3. Biomarkers Of Metabolic Syndrome

The term "marker" is defined as the molecule which serves as an indicator of any defects or alterations in the cells, tissues or whole organism. Biochemical markers help to diagnose or predict the causes and changes in normal conditions and can be represented by different chemical substances such as a specific proteins (antigen, antibody, abnormal enzyme, or hormone), low molecular metabolites or xenobiotics, etc. These substances can be found in blood, urine or any fluid in the body.
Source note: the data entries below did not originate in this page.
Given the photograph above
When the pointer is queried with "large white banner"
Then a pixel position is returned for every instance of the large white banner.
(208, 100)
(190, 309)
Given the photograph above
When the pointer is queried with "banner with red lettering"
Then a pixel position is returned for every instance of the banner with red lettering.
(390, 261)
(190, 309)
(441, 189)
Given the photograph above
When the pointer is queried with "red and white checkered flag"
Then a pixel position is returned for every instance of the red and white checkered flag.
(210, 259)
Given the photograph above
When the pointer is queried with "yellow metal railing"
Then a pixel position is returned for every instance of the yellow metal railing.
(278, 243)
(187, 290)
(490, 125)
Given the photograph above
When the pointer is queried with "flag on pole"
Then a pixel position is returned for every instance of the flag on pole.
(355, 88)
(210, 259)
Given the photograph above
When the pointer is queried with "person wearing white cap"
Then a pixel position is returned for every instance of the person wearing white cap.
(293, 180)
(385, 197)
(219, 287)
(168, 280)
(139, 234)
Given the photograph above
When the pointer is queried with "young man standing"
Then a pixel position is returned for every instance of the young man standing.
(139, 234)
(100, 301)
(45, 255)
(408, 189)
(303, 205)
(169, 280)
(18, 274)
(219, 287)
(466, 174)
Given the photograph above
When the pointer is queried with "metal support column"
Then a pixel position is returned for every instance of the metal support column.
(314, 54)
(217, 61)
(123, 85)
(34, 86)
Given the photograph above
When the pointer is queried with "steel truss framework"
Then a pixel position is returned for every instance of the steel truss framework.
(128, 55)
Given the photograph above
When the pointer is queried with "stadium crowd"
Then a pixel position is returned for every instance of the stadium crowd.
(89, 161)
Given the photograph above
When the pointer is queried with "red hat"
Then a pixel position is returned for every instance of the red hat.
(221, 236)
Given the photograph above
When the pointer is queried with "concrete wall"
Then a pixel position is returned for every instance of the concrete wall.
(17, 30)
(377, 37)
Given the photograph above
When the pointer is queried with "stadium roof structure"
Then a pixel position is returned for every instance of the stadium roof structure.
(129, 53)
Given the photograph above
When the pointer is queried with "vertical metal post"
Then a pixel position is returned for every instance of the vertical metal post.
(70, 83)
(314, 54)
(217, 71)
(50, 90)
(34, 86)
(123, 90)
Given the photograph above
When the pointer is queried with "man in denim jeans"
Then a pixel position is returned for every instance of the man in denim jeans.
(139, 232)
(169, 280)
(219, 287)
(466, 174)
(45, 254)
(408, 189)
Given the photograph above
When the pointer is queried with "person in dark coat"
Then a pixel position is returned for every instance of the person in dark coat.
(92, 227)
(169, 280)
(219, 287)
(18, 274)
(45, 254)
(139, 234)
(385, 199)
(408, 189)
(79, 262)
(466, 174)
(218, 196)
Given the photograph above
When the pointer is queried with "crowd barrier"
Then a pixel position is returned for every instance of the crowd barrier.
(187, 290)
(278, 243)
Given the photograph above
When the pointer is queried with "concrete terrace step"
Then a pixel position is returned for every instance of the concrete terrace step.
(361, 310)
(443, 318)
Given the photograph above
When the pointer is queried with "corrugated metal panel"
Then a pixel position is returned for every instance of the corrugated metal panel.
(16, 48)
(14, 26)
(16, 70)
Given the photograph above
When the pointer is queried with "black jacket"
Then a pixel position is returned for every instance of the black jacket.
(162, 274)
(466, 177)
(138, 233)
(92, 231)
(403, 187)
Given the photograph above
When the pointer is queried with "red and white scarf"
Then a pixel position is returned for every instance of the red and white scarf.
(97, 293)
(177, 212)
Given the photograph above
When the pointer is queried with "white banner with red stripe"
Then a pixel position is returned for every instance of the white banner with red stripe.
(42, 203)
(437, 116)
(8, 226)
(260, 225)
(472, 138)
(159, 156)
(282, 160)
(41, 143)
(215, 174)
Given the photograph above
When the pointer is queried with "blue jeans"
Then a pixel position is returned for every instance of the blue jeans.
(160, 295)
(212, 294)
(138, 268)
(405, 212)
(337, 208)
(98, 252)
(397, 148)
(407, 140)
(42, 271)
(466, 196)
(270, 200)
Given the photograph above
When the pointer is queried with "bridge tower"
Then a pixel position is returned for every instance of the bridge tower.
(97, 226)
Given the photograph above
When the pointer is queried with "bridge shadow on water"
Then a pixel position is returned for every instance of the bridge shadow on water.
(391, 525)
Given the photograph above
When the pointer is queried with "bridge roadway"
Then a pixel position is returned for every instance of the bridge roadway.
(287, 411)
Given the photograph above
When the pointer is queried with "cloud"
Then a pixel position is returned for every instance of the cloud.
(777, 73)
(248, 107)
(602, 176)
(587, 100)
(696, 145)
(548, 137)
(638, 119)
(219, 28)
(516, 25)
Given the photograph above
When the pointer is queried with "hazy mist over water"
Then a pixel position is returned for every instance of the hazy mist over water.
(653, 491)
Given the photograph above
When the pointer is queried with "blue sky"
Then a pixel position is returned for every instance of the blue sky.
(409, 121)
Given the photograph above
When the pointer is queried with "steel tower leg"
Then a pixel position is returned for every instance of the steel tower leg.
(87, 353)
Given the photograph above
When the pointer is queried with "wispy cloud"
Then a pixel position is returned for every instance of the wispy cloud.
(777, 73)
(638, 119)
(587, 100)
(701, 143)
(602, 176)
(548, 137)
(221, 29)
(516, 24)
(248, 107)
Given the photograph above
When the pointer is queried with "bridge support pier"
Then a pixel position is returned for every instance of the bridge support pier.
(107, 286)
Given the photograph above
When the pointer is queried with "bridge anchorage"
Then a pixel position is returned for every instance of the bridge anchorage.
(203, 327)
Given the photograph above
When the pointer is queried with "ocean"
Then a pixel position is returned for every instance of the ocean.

The clinical criteria that are the most commonly accepted for diagnostic of MetS include abdominal or central obesity, elevated levels of serum triacylglycerides (TAG) and glucose, increased blood pressure, and low levels of high-density lipoproteins (HDL). When patients have three or more of these signs, they are diagnosed with metabolic syndrome [1, 2, 8].

Adipose tissue consists of adipocytes and many immune cells that produce a variety of biologically active compounds, including adipokines, such as adiponectin and leptin, chemokines, such as monocyte chemoattractant protein (MCP-1), and pro-inflammatory cytokines, such as tumor necrosis factor alpha (TNF-a) and interleukins 1Я (IL-1Я) and 6 (IL-6). Many of these compounds can serve biochemical markers of MetS [13].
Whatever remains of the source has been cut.